[Codel] [Make-wifi-fast] Software rate limiting with fq_codel for point-to-point WiFi backhaul links

Phineas Gage phineas919 at gmail.com
Sun Dec 11 06:54:43 EST 2016

Thanks for the hint Jonathon. In general, this appears to be effective, at least for the flent rrul test.

Below are flent rrul_noclassification run graphs (flent.gz files available) and the script I used to set up fq_codel. I see close to link rate with iperf3 tests, which test throughput in only one direction, yet can still control the queue reasonably well when there’s bidirectional traffic. For example, I’ve got the total rate limited to 90 Mbit, and each average flow in a flent rrul test runs around 10 Mbit. There are four in each direction, eight total, so I see around 80 Mbit of TCP throughput along with the low rate traffic at around 6 ms latency, which is not bad.

If you set up fq_codel like this on both ends of the link, it doesn’t perform quite as well- latency goes up and throughput down a bit. There are probably some "unwanted interactions" when you do this. So it’s best to set it up on only end end of the link, probably the end whose egress heads towards the Internet if applicable, but I’m still thinking that through.

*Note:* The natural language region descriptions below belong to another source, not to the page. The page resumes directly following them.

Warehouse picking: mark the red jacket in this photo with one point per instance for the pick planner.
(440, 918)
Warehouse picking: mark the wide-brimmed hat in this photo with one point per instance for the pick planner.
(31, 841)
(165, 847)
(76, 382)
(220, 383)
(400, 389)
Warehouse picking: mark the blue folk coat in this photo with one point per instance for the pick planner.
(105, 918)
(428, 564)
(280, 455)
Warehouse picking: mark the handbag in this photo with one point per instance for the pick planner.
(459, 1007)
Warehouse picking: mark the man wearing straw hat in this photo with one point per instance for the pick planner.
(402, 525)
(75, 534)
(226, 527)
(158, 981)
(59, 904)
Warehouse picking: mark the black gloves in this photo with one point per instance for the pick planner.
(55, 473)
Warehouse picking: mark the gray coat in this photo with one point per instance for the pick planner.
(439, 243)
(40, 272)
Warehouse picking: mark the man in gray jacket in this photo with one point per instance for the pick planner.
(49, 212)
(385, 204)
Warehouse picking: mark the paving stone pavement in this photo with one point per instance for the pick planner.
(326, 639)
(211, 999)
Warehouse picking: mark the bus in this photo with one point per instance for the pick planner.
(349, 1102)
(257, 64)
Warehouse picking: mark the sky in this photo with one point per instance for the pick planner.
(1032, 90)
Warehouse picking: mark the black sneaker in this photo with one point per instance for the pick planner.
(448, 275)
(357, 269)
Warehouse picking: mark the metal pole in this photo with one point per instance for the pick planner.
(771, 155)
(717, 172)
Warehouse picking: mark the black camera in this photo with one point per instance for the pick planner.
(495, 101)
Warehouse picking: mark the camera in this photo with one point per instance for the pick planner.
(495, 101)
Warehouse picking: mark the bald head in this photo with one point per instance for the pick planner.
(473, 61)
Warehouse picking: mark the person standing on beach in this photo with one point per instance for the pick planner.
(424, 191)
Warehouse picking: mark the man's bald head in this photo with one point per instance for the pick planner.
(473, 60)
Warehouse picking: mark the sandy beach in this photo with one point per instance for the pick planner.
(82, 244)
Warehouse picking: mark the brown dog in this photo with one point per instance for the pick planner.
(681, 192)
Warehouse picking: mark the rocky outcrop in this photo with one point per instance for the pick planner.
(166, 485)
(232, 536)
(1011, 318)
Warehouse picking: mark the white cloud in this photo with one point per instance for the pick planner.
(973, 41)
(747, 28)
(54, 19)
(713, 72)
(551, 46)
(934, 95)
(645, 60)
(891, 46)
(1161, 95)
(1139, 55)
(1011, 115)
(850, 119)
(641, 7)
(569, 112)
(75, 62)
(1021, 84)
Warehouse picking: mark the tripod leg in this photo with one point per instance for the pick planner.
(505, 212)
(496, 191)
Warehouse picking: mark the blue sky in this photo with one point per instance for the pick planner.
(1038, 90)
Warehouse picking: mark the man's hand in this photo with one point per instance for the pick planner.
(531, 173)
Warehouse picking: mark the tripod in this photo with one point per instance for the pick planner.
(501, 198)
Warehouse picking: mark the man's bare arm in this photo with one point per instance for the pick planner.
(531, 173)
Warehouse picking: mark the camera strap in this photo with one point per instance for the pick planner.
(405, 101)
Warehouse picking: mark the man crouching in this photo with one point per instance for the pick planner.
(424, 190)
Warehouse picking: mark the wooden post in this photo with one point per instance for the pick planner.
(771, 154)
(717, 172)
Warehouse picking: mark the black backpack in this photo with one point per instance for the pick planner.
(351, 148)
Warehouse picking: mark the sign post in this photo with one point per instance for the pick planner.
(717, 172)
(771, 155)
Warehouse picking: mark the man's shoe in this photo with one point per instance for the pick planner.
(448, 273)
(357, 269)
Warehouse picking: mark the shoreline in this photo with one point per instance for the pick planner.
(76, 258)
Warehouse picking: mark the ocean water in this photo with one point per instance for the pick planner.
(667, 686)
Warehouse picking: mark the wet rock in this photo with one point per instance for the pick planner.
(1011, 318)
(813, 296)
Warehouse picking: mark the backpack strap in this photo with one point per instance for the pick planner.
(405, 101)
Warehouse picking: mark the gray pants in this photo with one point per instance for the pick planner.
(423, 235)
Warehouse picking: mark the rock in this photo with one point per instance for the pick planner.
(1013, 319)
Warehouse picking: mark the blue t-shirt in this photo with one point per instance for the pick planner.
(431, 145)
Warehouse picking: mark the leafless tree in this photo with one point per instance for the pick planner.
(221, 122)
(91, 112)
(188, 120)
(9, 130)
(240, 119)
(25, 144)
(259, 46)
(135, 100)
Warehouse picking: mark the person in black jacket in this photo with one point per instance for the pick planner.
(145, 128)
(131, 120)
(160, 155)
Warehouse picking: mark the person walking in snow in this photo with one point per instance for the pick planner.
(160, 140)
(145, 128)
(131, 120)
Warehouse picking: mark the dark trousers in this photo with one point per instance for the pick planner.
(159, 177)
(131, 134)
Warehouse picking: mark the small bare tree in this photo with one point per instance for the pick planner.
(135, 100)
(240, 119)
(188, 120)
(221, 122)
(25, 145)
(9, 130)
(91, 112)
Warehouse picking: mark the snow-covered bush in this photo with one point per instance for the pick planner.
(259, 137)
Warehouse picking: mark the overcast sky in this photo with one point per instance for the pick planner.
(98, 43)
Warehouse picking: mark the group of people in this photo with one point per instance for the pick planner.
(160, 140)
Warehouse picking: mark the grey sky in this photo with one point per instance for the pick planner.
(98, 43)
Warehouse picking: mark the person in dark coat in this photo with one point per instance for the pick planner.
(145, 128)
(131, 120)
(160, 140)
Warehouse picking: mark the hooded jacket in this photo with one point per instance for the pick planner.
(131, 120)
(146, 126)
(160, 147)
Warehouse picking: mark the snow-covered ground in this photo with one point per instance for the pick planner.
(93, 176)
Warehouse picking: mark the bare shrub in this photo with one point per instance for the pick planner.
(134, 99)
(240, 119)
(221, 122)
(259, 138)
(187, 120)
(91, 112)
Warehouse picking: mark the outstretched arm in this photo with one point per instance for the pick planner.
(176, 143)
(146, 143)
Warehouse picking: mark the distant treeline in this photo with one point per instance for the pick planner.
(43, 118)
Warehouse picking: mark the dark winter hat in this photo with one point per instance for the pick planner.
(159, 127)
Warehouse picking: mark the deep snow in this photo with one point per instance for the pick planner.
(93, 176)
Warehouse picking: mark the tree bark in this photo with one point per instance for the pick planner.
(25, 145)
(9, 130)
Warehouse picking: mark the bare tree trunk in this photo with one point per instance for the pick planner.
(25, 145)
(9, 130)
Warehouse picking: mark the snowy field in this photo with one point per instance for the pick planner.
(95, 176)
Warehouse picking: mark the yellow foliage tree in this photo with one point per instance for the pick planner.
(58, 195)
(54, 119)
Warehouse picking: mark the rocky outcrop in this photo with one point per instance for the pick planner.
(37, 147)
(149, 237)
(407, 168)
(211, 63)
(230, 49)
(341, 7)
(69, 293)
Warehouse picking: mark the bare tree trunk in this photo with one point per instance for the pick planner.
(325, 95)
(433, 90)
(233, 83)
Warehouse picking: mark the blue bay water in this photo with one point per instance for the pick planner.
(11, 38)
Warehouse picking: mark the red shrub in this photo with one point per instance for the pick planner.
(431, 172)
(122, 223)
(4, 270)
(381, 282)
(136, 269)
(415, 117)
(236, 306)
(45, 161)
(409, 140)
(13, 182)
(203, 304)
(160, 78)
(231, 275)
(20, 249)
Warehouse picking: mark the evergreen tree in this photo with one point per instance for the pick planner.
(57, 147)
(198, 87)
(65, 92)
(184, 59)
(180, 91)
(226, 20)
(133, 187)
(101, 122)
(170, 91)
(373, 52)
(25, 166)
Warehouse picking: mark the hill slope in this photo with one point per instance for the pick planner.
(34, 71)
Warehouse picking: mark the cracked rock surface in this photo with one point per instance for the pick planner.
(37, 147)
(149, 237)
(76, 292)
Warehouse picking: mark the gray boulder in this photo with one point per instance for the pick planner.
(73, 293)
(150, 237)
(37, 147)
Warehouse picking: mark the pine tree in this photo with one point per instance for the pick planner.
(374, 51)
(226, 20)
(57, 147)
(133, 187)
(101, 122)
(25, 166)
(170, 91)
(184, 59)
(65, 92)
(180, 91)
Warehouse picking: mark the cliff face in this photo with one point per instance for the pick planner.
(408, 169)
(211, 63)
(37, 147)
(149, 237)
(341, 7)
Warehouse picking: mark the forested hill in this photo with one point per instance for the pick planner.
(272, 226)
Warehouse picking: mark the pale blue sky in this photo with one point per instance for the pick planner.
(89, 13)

Again, for those reading this later, it would be best to just run fq_codel (or Cake but I’ll get to that next) on the egress right on the hardware with the WiFi interface attached. The interface will rate limit the queue automatically when there’s bidirectional traffic, and account for variable speed, so that should be a superior configuration. But this is a solution for when that isn’t possible, and the AQM has to be run on separate hardware, connected via Ethernet.

I still want to do more testing for my WISP, both with Cake and the new LEDE builds as well, in various configurations, so I hope to do that next and will start a new thread when there are results. For now, this “half duplex rate limiting” by running AQM on a common IFB interface may help people in some situations!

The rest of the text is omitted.